Dimanche 25 octobre 2009
Né dans la rue - Graffiti

Fondation Cartier
261, boulevard Raspail 75014 Paris

Du 7 juillet au 29 novembre 2009


Né Dans La Rue - Graffiti













Se déployant dans les espaces d’exposition, sur la façade et dans le jardin de la Fondation Cartier, l’exposition "Né dans la rue - Graffiti ", consacrée au graffiti et au street art, met en lumière l’extraordinaire vitalité d’un mouvement artistique qui a pris son essor dans les rues de New York au début des années 1970 et qui est rapidement devenu un phénomène mondial.
Solidement ancré dans le paysage culturel, le graffiti traverse aujourd’hui les domaines des arts plastiques, du design et de la publicité. Pourtant, en dépit de son omniprésence, cette forme d’expression essentiellement illégale, dont les origines et l’histoire demeurent peu connues du grand public, continue d’évoluer en périphérie du monde artistique contemporain.
Réunissant des pionniers du mouvement tels que P.h.a.s.e. 2, Part 1 et Seen, ainsi que certains des acteurs les plus brillants de la scène contemporaine mondiale, cette exposition s’efforce de tracer les contours d’un territoire vaste et complexe, qui englobe aujourd’hui quantité de techniques, d’idées et de courants différents.
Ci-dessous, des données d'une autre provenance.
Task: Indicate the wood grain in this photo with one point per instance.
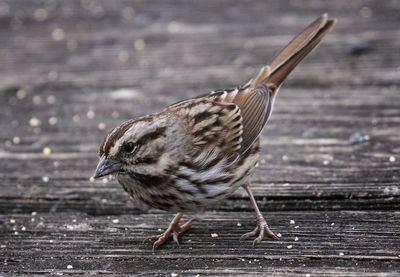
(330, 153)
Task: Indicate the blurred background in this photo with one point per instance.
(73, 70)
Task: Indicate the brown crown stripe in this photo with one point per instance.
(118, 132)
(159, 132)
(110, 140)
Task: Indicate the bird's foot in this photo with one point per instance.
(261, 230)
(174, 229)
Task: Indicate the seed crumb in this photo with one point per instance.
(90, 114)
(139, 44)
(76, 118)
(21, 94)
(51, 99)
(36, 100)
(16, 140)
(52, 120)
(34, 122)
(102, 126)
(115, 114)
(47, 151)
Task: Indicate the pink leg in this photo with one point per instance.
(262, 226)
(174, 229)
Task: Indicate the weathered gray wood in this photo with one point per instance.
(327, 242)
(84, 55)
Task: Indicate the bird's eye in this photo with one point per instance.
(129, 147)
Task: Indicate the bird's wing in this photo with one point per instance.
(214, 129)
(255, 106)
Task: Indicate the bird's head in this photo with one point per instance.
(131, 147)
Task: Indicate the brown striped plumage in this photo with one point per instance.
(199, 151)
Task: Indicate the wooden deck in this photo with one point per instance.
(330, 154)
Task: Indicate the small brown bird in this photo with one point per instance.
(199, 151)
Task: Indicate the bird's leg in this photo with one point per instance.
(262, 226)
(173, 229)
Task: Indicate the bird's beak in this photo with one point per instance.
(106, 166)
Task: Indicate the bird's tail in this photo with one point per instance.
(275, 73)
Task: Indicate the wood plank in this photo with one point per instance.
(367, 240)
(330, 154)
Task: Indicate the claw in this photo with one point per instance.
(174, 229)
(260, 231)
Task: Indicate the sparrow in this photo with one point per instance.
(197, 152)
Offrant une lecture des origines du mouvement ainsi qu’un panorama de la pluralité des écritures contemporaines, l’exposition "Né dans la rue – Graffiti" donne au visiteur l’occasion de découvrir une forme d’art omniprésente et en perpétuelle évolution, et de renouveler ainsi le regard que chacun porte sur la ville.

    

   

   

   

  

   

Chouette expo toute en formes et en couleurs.
Tellement intégrés dans le paysage urbain, je ne faisais plus trop attention à ces grafs, tags, dessins qui s'affichent partout. Je les regarderai désormais d'un nouvel oeil.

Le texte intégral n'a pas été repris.